The 2022 World Cup will be unique on so many levels. In Qatar, the best national football teams will have the opportunity to prove that they have the greatest talents in the world.
Denmark is one of 32 teams hoping to reach the final on 18 December. But even though they are an outsider to go all the way, they are strongly fancied to get out of a group that also includes Tunisia, France and Australia in the group stages.
Pledge of Allegiance
There is always an added element of excitement for families of mixed nationality. More specifically, they are those who have family ties to at least two of the candidates.
The rivalry can be jovial, mischievous or volatile – sometimes all at the same time. With national pride at stake, even children are not off limits when it comes to ensuring allegiance.
Mothers against sons, fathers at war with their daughters and Grandma mocking Grandpa, our living rooms become war zones.
Let the banter flow!
We have caught up with three families in Denmark who are facing exactly this predicament: having connections to Denmark and either Tunisia, France or Australia.
From Australian meat pies to French foie gras and Tunisian couscous, nothing was sacred among the banter ahead of the 2022 World Cup.
Here we go again! Drawn together in the same group in 2018, Australia and Denmark will meet again in a World Cup group stage: but decisively, this time, in the play-offs.
A question of birthrights
Danish-born Kenneth Petersen has shared his life with Australian native Katie since 2000. But despite spending part of his childhood in Australia, he is 100 percent behind the Danes.
Katie is also all in with Australia, despite having lived in Denmark for 14 years. Her heroes are Tim Cahill and Harry Kewell, two of the stars when the Socceroos and their golden generation reached the last 16 in 2006.
Their three children are more or less 50/50, so the atmosphere during the game will certainly be very intense.
It is unlikely to suit both
In 2018, the match ended in a 1-1 draw, leaving both sides with a hope of qualifying for the next round from the last game.
This time the game will be more decisive, so there is no room for emotions. May the best team win!
Are you going to watch the match together?
Katie: Definitely. We will be happy no matter what if Australia win or lose. But you never know, it’s football, anything can happen.
Who will be the most vocal during the game?
Kenneth: It will be interesting, because in the last WC Australia was also in the same group as Denmark. We watched the game together and I was really surprised by Katie’s volume, so I stepped back a little.

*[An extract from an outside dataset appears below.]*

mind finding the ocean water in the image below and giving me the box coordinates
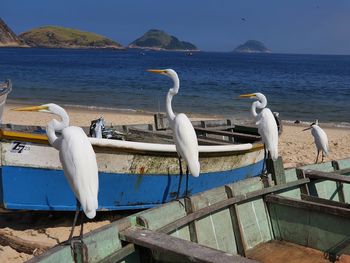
[0,48,349,124]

She cheered a lot, shouted and got very excited about it all.
Who do you think is the favorite between the two teams?
Kenneth: I think we have one of the best teams we’ve had in a long time. We have a very good chance of going very far, and that puts a lot of pressure on the team. It will be interesting to see how it goes, whereas Australia has almost no expectations. No one thought they would qualify. They will do the best they can, and if they get something, it will be very good for them.
There is some division in the family regarding fidelity. How is it going at home?

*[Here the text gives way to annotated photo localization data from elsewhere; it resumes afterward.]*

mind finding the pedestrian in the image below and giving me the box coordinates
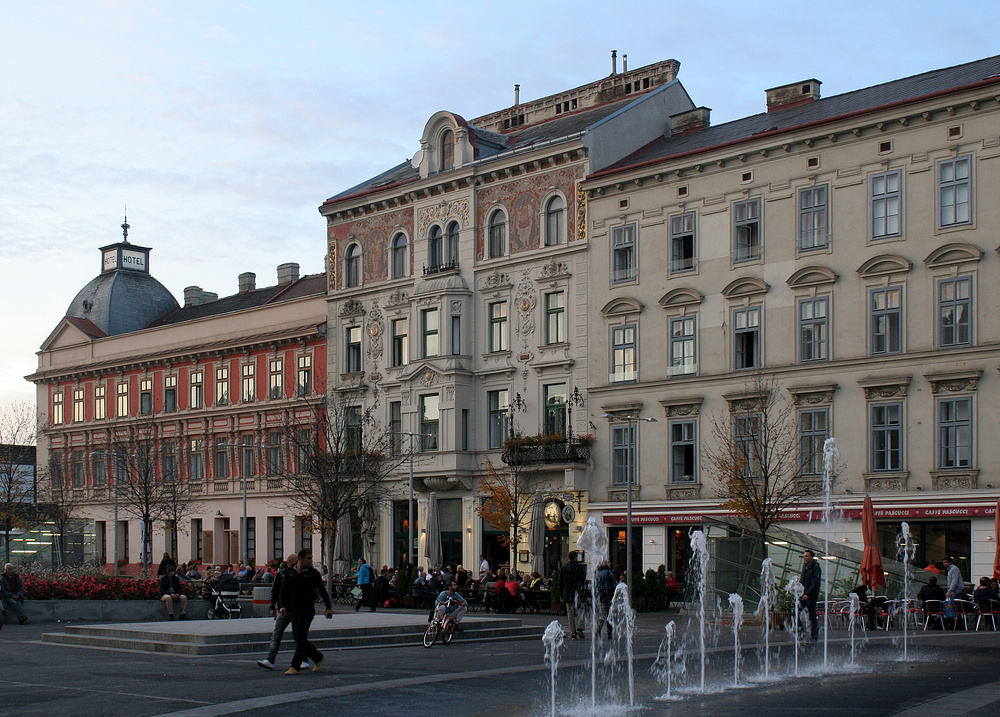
[279,548,332,675]
[594,561,615,639]
[799,550,821,641]
[355,557,376,612]
[157,552,176,577]
[559,551,586,639]
[158,567,187,620]
[257,553,299,670]
[0,563,28,624]
[943,556,965,599]
[479,554,490,582]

Katie: I think the kids will support Denmark because they grew up here. But they also have Australian flags.
Kenneth: We went to Australia several times; they really like the country so it will be 50/50 I think.
What is more likely to happen on game day? A cold Tuborg or Australian meat pies?

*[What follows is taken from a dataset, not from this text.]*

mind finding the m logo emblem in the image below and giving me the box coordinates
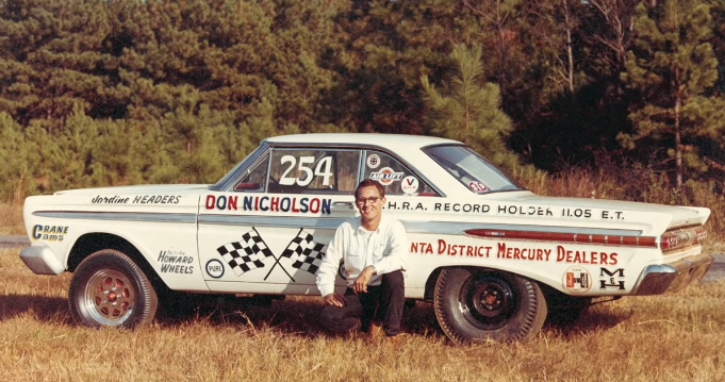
[599,268,625,290]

Katie: Some Aussie things, like pies or lamingtons. It’s like what Americans do for the Superbowl, for example.
Who is most upset by a loss?
Kenneth: It would definitely be me. If you look at the group, the game against Australia we absolutely have to win. We would be super devastated if we lost that game.
What do you think the end result will be?
Katie: I’d say 3-1 to Australia.
Kenneth: At least 3-0 to Denmark if not 4-0.